LONDON — Britain marks Queen Elizabeth II's 60 years on the throne with four days of street parties, pageantry and concerts, underlining the widespread popularity of the monarchy.
The Diamond Jubilee weekend got under way Saturday when the queen, 86, arrived at the Derby, the highlight of the flat horse-racing season. It will culminate Tuesday with a day of pageantry including a service of thanksgiving at St.

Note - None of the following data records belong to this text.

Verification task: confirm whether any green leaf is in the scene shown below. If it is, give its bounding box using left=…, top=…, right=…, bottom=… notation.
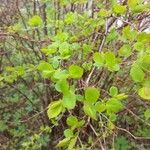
left=130, top=64, right=144, bottom=82
left=55, top=79, right=69, bottom=93
left=64, top=129, right=73, bottom=138
left=83, top=104, right=97, bottom=120
left=114, top=136, right=132, bottom=150
left=66, top=116, right=78, bottom=127
left=69, top=65, right=83, bottom=79
left=64, top=12, right=77, bottom=25
left=115, top=93, right=128, bottom=100
left=144, top=109, right=150, bottom=120
left=54, top=69, right=69, bottom=80
left=95, top=102, right=106, bottom=113
left=37, top=61, right=54, bottom=78
left=98, top=9, right=111, bottom=17
left=68, top=136, right=78, bottom=150
left=0, top=121, right=7, bottom=132
left=105, top=52, right=119, bottom=71
left=128, top=0, right=138, bottom=9
left=47, top=100, right=63, bottom=119
left=93, top=52, right=105, bottom=66
left=56, top=138, right=70, bottom=147
left=62, top=91, right=76, bottom=109
left=106, top=98, right=123, bottom=113
left=109, top=86, right=118, bottom=96
left=134, top=42, right=145, bottom=51
left=113, top=4, right=127, bottom=14
left=119, top=44, right=131, bottom=57
left=53, top=32, right=69, bottom=43
left=138, top=87, right=150, bottom=100
left=28, top=15, right=42, bottom=27
left=59, top=42, right=70, bottom=57
left=85, top=87, right=100, bottom=104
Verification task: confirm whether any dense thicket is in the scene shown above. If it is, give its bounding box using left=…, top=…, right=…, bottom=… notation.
left=0, top=0, right=150, bottom=150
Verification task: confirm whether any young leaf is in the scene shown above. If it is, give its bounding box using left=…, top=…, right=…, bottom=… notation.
left=83, top=104, right=97, bottom=120
left=64, top=129, right=73, bottom=138
left=130, top=64, right=144, bottom=82
left=55, top=79, right=69, bottom=93
left=93, top=52, right=104, bottom=66
left=47, top=100, right=63, bottom=119
left=106, top=98, right=123, bottom=113
left=109, top=86, right=118, bottom=96
left=85, top=87, right=100, bottom=104
left=113, top=4, right=127, bottom=14
left=95, top=102, right=106, bottom=113
left=68, top=136, right=78, bottom=150
left=105, top=52, right=119, bottom=71
left=144, top=109, right=150, bottom=120
left=119, top=44, right=131, bottom=57
left=69, top=65, right=83, bottom=78
left=56, top=138, right=70, bottom=147
left=28, top=15, right=42, bottom=27
left=62, top=91, right=76, bottom=109
left=66, top=116, right=78, bottom=127
left=138, top=87, right=150, bottom=100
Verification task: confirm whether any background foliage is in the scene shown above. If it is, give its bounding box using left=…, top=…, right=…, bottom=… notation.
left=0, top=0, right=150, bottom=150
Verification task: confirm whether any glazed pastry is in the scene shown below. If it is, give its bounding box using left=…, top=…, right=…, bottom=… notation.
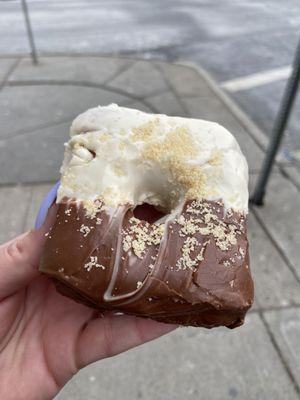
left=40, top=104, right=253, bottom=328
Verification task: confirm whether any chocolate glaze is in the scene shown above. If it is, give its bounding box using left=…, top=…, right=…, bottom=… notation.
left=40, top=200, right=253, bottom=328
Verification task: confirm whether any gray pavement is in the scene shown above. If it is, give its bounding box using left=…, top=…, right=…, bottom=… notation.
left=0, top=0, right=300, bottom=157
left=0, top=56, right=300, bottom=400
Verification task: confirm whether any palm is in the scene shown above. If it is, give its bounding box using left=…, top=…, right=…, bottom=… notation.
left=0, top=276, right=170, bottom=400
left=0, top=207, right=174, bottom=400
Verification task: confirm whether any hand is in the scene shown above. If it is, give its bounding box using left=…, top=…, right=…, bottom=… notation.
left=0, top=207, right=174, bottom=400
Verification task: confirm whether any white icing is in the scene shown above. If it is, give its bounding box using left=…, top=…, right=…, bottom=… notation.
left=57, top=104, right=248, bottom=212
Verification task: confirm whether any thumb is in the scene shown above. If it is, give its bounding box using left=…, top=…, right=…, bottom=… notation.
left=0, top=206, right=56, bottom=300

Paul's Cathedral in central London, when Britons will enjoy an extra public holiday.
Her televised arrival at Epsom race course, southwest of London, showed the queen, accompanied by her husband, Prince Philip, 90, cheered by many of the estimated 150,000-strong crowd.
Earlier, gun salutes were held in London, Edinburgh, Cardiff and Belfast to mark the anniversary of the coronation in 1953.

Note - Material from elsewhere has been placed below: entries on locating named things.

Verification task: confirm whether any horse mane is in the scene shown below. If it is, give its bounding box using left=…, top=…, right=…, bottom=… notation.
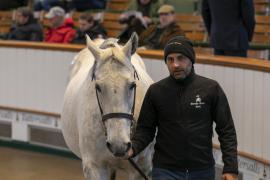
left=99, top=38, right=119, bottom=49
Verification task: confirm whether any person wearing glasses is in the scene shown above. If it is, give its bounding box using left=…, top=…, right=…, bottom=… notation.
left=124, top=36, right=238, bottom=180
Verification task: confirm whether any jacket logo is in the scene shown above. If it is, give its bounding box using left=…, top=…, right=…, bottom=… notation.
left=190, top=94, right=205, bottom=108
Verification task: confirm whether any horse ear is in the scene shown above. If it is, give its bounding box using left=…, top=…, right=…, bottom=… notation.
left=123, top=32, right=139, bottom=56
left=85, top=34, right=101, bottom=59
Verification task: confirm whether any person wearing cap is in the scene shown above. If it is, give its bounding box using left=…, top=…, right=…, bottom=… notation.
left=124, top=36, right=238, bottom=180
left=139, top=4, right=184, bottom=49
left=4, top=7, right=43, bottom=41
left=72, top=13, right=107, bottom=44
left=44, top=6, right=76, bottom=43
left=202, top=0, right=256, bottom=57
left=118, top=0, right=164, bottom=43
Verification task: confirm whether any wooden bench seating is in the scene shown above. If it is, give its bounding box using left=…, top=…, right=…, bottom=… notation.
left=102, top=12, right=126, bottom=37
left=176, top=14, right=207, bottom=42
left=0, top=11, right=15, bottom=34
left=106, top=0, right=130, bottom=13
left=252, top=15, right=270, bottom=43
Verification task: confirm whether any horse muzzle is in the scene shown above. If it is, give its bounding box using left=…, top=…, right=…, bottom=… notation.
left=106, top=141, right=131, bottom=157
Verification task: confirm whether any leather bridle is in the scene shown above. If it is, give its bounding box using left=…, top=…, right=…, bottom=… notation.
left=92, top=61, right=139, bottom=136
left=92, top=61, right=148, bottom=180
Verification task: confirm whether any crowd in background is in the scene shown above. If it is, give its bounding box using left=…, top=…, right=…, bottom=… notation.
left=0, top=0, right=255, bottom=57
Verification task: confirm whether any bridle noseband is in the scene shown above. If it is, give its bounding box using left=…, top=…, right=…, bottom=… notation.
left=92, top=61, right=139, bottom=136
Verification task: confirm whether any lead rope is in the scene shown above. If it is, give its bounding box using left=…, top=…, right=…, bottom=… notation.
left=128, top=67, right=148, bottom=180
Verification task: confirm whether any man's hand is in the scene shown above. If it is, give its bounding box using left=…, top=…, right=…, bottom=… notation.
left=121, top=148, right=134, bottom=159
left=222, top=173, right=237, bottom=180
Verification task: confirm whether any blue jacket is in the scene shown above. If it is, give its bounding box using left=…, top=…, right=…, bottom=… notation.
left=202, top=0, right=255, bottom=50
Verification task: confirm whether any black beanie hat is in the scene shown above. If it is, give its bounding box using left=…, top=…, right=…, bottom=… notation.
left=164, top=36, right=195, bottom=64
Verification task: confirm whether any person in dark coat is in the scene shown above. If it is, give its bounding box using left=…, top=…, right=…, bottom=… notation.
left=123, top=36, right=238, bottom=180
left=0, top=0, right=27, bottom=11
left=72, top=13, right=107, bottom=44
left=202, top=0, right=255, bottom=57
left=139, top=5, right=185, bottom=49
left=44, top=6, right=76, bottom=43
left=6, top=7, right=43, bottom=41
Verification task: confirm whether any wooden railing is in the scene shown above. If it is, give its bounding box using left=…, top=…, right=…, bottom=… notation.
left=0, top=40, right=270, bottom=72
left=0, top=105, right=270, bottom=166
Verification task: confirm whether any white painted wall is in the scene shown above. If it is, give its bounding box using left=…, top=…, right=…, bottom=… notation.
left=0, top=47, right=270, bottom=160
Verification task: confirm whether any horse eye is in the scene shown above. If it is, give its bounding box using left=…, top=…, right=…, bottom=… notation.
left=129, top=82, right=136, bottom=89
left=96, top=84, right=101, bottom=92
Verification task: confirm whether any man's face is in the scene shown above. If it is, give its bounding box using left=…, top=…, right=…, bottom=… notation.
left=79, top=19, right=93, bottom=32
left=159, top=13, right=175, bottom=27
left=140, top=0, right=151, bottom=5
left=166, top=53, right=192, bottom=80
left=16, top=12, right=29, bottom=25
left=49, top=16, right=63, bottom=28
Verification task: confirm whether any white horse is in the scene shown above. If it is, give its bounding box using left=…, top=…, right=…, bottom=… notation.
left=61, top=34, right=153, bottom=180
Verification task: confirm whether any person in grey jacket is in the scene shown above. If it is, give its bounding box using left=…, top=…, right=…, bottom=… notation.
left=202, top=0, right=255, bottom=57
left=125, top=36, right=238, bottom=180
left=6, top=7, right=43, bottom=41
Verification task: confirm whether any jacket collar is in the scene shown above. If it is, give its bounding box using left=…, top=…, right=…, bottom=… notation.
left=169, top=66, right=196, bottom=85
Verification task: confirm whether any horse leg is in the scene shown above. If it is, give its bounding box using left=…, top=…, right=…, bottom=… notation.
left=83, top=162, right=100, bottom=180
left=110, top=170, right=116, bottom=180
left=83, top=160, right=115, bottom=180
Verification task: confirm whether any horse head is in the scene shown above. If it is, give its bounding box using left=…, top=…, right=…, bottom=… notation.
left=87, top=33, right=138, bottom=156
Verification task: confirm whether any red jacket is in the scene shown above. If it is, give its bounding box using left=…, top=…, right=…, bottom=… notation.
left=44, top=19, right=76, bottom=43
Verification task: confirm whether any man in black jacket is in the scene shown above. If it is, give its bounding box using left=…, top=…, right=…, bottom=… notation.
left=127, top=36, right=238, bottom=180
left=5, top=7, right=43, bottom=41
left=202, top=0, right=255, bottom=57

Only one British monarch has spent longer than the current queen on the throne: Victoria, who reigned from 1837 to 1901. Her Diamond Jubilee in 1897, captured on grainy black-and-white film, is the only precedent for this weekend's events.

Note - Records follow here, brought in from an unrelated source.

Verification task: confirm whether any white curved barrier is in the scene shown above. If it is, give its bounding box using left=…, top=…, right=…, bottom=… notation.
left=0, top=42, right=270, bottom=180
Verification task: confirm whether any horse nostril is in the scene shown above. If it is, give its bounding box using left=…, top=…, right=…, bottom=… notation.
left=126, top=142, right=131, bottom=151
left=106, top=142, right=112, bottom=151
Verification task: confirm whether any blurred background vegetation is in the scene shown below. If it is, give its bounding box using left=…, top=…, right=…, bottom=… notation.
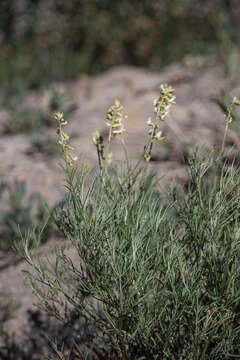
left=0, top=0, right=240, bottom=96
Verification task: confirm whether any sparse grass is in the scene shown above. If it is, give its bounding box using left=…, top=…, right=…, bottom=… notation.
left=19, top=85, right=240, bottom=360
left=0, top=180, right=51, bottom=250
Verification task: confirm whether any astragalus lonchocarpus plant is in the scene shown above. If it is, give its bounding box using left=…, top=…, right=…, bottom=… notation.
left=21, top=85, right=240, bottom=360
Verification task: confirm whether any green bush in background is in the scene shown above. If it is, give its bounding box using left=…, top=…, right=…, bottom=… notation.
left=0, top=0, right=240, bottom=93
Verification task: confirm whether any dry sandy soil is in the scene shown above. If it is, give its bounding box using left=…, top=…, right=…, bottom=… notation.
left=0, top=57, right=240, bottom=358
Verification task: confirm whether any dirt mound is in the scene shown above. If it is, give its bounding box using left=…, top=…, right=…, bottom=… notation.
left=0, top=58, right=240, bottom=354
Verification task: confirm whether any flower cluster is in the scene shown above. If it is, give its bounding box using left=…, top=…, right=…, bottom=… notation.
left=106, top=100, right=127, bottom=143
left=153, top=84, right=176, bottom=121
left=54, top=112, right=77, bottom=166
left=144, top=84, right=176, bottom=162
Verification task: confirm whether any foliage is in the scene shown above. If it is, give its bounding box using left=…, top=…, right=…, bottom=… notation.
left=0, top=0, right=239, bottom=92
left=4, top=88, right=77, bottom=136
left=19, top=85, right=240, bottom=360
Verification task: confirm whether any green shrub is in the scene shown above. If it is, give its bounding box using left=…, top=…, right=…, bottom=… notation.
left=21, top=85, right=240, bottom=360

"For 60 years the queen has been a point of light in our national life; brilliant, enduring and resilient," Prime Minister David Cameron wrote in a tribute to the monarch this week for Parliament's The House magazine.
The queen, the 40th monarch in a line that began with William the Conqueror in 1066, took the throne at a time when Britain was recovering from the ravages of World War II, with food rationing still in force, and beginning to grant independence to its colonies. Winston Churchill, who had led the country to wartime victory, was again prime minister, the first of 12 who have held weekly audiences with the monarch.
Saturday's big race at Epsom is an appropriate way for the jubilee weekend to start. Owning and breeding racehorses is one of the queen's main interests, though she has never won the Derby.
Today, the focus switches to the River Thames, where the queen will join a flotilla of more than 1,000 vessels for the Diamond Jubilee Pageant.
Monday evening there will be a concert outside Buckingham Palace, the monarch's central London residence, featuring stars such as Paul McCartney, Elton John and Tom Jones, all of whom have been knighted by the queen.
The final day of the celebrations will see the queen and the extended royal family attending the national service of thanksgiving at St. Paul's in London's financial district on Tuesday.